Hacker News new | ask | show | jobs
by trsohmers 3621 days ago
The vast majority of the dynamic parts of program that matter for scheduling (both when it comes to ILP/avoiding hazards within a core and when it comes to handling memory management for our scratchpad based memory system) are due to indeterminate latencies for memory accesses and executing instructions (due to variable length pipelines). Throw in horrible (for determinism) things like out of order execution and and branch prediction and no wonder a compiler can't determine things statically! While we are not really targeting general purpose (though I would say we have the capability to evolve to it in the future) it seems painfully obvious to me where these issues have been in any general-leaning VLIW attempts in the past, and I can't understand the clinging nature to bad architectural decisions in the past by hardware folks 30 years ago that could not imagine the ability of software in the future. </rant>

Targeting general purpose from the get go is a bad idea, but it NOT impossible to do efficiently and without sacrificing performance. You just need a well defined and constrained architecture, and a clean way to describe it.

1 comments

You have your causality relations reversed: the reason that branch prediction and dynamic caches exist is that because jump targets and working sets are hard to impossible to compute statically.

Even in the restricted world of HPC, GPGPUs have been moving from statically scheduled exposed pipeline VLIW machies to more conventional SIMD with caches, virtual memory and branch prediction (no meaningful OoO yet as the large amount of thread parallelism can hide the memory latency).

Also GPGPU have the benefit of having the large, lucrative GPU gaming market to pay for their development. How can a pure HPC machine be competitive in this market? Even for Intel Xeon Phi is more of a prestige project than actually meant to make money.

I've spent a long time debating with VLIW haters (that I presume you are with), but I'd love to see any citations you have for your claim that my causality is reversed, as I have a ton of evidence (to be fair not published yet) going for my side. While not as generally applicable as our architecture, you can take a look at basically any DSP from the past 15 years and see that VLIW works great from a performance and efficiency standpoint when your data is in a constrained form. We're showing that a compiler can structure a lot of different types of data (and the code required to actually operate on it) effectively if there are enough constraints on the hardware.
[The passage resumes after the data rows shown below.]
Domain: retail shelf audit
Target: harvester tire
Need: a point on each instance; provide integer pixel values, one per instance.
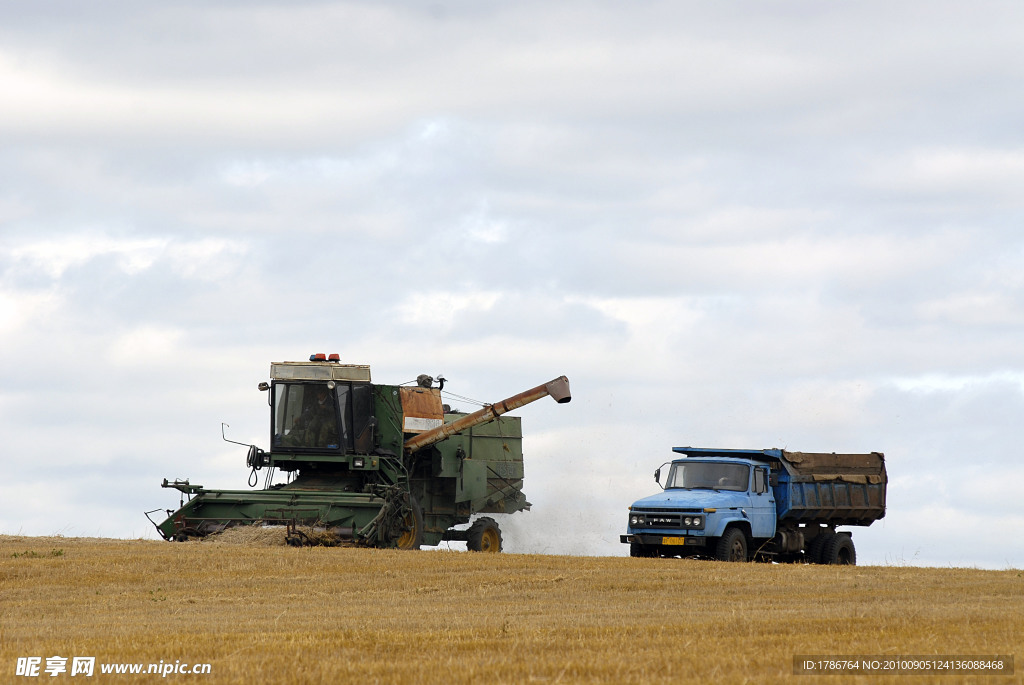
(412, 538)
(484, 536)
(840, 550)
(731, 546)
Fairly pointless to try to convince you without documentation on hand for all parties, but hope you'll take a look in a couple of months.

As far as market, we are going after a decent sized market where the customers care the most about efficiency and performance, and are not only willing but very eager to switch their current solutions for whatever is best. As the typical startup claims, we are able to do it for a fraction of the cost and in a fraction of the time as one of the big guys, and have a solution that is 10x better than is out there. NVIDIA boasts that they spent $1 Billion developing the Pascal architecture, with them selling the Tesla series GPUs for it at $5,000+ a unit. We've shown we can prototype something that can theoretically beat it for under $2 million, and our hope/bet is that we can take it to market (and actually beat it by an order of magnitude) for less than $25 million. That's just HPC, which doesn't include the very interesting high end DSP area that is now using very expensive and power hungry FPGAs for wireless baseband solutions which we think are a very good fit for us.
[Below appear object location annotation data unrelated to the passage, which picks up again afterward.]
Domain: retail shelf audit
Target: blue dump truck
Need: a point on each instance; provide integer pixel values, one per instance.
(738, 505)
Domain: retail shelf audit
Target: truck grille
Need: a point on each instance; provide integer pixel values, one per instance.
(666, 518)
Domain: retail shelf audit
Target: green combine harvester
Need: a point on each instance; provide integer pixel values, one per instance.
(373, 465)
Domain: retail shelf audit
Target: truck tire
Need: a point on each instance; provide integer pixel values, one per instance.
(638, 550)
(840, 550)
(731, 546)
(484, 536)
Just to clarify: are you trying to compete with Nvidia, or with Intel? If you're going against GPUs, is your chip something that can run neural networks (better than Nvidia)?
Short answer: If we were to implement SIMD FP16 support similarly to how we have a planned dual FP32 in our FP64 FPU, we would be able to easily match GPU performance by throwing more cores at the problem, while still being more efficient. While neural nets/machine learning is interesting, and we could potentially enable it in new forms as we can provide a desktop GPU's capability in a much smaller/lower power form factor, it is not our main focus. As the other commenter noted, there are ASICs that do a good job at that, though since we are more generally programmable than those sort of ASICs, we would be able to handle changes in algorithms over time while some may not be able to.

The more interesting problems for us are things that GPUs can't do well, such as level 1 (vector) and level 2 (matrix-vector) BLAS operations. While most GPUs (and CPUs when utilizing SIMD instructions) only get a couple of percent the performance on level 1 and level 2 BLAS compared to level 3 (matrix-matrix), we are equally performant across all three (and at a very high percentage of theoretical peak).

Interesting. Which applications require vector-vector or matrix-vector operations as opposed to matrix-matrix?
Also, custom ASICs are the current state of the art for NN.

edit: missing word

Which custom ASICs are you talking about?
I'm referring to Google's TPU.
VLIW have been used very successfully as DSPs for a long time, I do not think anybody is debating that. It is outside that niche that they have repeatedly been found lacking.

I'm sure your architecture would work fine for a subset of HPC problems like those that are currently run on a traditional GPGPU, but even in the HPC world many problems are ill suited for a GPU (think particle transport).